L'"albero del paradiso" Ailanthus altissima si riconosce per le grandi foglie composte e per l'odore sgradevole che emana strofinando il fogliame. La sua crescita straordinariamente rapida e le radici vigorose spiegano i numerosi casi documentati di danni a murature e reti interrate vicino alle abitazioni.

L'ambrosia Ambrosia artemisiifolia è un'erba annuale di dimensioni modeste, con foglie finemente incise e spighe fiorali verdi piuttosto discrete. Produce miliardi di granuli pollinici diventando uno dei principali responsabili di rinite allergica nelle persone sensibili, con reazioni talvolta così intense da contribuire allo sviluppo dell'asma.

La tromba del diavolo Datura stramonium mostra grandi fiori a imbuto, bianchi o violacei, e frutti in capsule ricoperte di spine. Tutte le parti della pianta contengono alcaloidi molto potenti: la loro ingestione provoca confusione, allucinazioni visive e uditive intense, disturbi cardiaci. Casi di intossicazione grave e decessi sono documentati nella letteratura medica.

Come intervenire contro queste erbacce invasive nel tuo giardino

In caso di sospetta presenza, la priorità è agire senza mettere a rischio la propria incolumità. Per l'ambrosia, lo sradicamento manuale con guanti prima della fioritura limita la produzione di polline; le piante vanno messe in sacchi chiusi e portate al centro di raccolta, senza mai compostarle in casa.

La Gaultheria shallon richiede un lavoro ripetuto: estirpazione dei cespugli, rimozione del maggior numero possibile di rizomi e monitoraggio costante delle ricrescite per diverse stagioni. Con l'"albero del paradiso", tagliare semplicemente il tronco stimola spesso una fitta vegetazione di germogli; se la pianta si trova vicino a una casa o a una tubatura, è consigliabile affidarsi a un'impresa specializzata.

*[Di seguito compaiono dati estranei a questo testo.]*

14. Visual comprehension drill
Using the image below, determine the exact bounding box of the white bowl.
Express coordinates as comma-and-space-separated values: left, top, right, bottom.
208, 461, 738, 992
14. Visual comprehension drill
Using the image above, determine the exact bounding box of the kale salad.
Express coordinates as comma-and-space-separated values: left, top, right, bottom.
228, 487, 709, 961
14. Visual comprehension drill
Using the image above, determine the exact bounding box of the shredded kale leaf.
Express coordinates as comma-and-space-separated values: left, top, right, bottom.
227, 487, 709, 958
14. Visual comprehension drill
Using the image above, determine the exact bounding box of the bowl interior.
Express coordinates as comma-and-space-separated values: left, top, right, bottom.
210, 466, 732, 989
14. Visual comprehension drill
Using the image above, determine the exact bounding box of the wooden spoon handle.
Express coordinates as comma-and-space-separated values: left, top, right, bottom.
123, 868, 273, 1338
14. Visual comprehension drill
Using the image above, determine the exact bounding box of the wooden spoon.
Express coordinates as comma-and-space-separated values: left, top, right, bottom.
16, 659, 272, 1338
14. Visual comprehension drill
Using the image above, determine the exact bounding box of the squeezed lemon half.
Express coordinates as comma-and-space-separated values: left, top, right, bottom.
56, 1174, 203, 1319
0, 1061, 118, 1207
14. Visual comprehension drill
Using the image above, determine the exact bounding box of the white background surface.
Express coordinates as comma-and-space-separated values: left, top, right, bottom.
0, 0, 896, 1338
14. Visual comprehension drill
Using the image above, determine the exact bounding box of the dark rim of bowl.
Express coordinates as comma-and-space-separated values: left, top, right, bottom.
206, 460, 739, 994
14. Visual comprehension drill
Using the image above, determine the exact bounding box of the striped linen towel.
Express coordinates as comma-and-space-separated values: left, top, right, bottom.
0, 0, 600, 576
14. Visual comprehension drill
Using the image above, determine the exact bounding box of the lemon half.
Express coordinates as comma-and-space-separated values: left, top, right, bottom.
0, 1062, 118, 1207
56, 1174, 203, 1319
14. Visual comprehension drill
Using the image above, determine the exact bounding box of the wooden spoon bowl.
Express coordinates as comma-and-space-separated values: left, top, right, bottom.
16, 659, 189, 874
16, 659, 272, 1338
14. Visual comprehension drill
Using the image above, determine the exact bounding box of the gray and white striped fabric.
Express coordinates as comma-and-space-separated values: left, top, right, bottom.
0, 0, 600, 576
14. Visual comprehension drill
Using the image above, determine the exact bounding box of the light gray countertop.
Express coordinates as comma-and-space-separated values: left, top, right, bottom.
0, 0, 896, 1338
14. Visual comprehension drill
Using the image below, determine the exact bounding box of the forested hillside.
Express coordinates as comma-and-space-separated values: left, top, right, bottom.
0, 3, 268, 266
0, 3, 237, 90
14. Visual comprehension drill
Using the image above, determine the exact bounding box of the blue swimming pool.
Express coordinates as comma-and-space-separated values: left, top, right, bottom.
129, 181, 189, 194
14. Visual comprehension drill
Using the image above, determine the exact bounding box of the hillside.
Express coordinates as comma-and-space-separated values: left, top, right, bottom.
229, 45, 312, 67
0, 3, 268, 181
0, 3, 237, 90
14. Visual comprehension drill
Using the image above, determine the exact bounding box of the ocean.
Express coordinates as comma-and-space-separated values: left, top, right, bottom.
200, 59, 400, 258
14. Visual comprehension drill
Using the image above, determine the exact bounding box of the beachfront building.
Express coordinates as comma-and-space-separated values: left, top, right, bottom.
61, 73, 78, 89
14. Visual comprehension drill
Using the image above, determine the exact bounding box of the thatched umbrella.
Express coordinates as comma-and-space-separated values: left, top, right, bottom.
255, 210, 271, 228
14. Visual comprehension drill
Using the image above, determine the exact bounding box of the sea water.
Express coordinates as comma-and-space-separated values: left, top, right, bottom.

La datura impone invece guanti spessi, maniche lunghe e il massimo cuidado per evitare qualsiasi contatto con occhi e bocca, trattando i residui come materiale potenzialmente pericoloso.

Prevenzione: come evitare che queste specie si insedino

Limitare l'insediamento di queste specie passa anche attraverso la prevenzione. I giardinieri farebbero bene a informarsi sugli elenchi regionali delle specie esotiche invasive e a monitorare regolarmente scarpate, bordure e zone di terreno nudo.

Il ricorso alla pacciamatura organica offre un aiuto prezioso: questa copertura del suolo riduce la luce disponibile per i semi, frena la germogliazione di molte erbe indesiderate e mantiene il terreno fresco. Alcune abitudini semplici possono fare la differenza:

  • ispezionare il giardino in primavera per individuare precocemente qualsiasi pianta sospetta;
  • ridurre le superfici di terreno nudo dove i semi possono germinare facilmente;
  • posizionare una pacciamatura duratura alla base delle aiuole e delle siepi per limitare le sementi spontanee.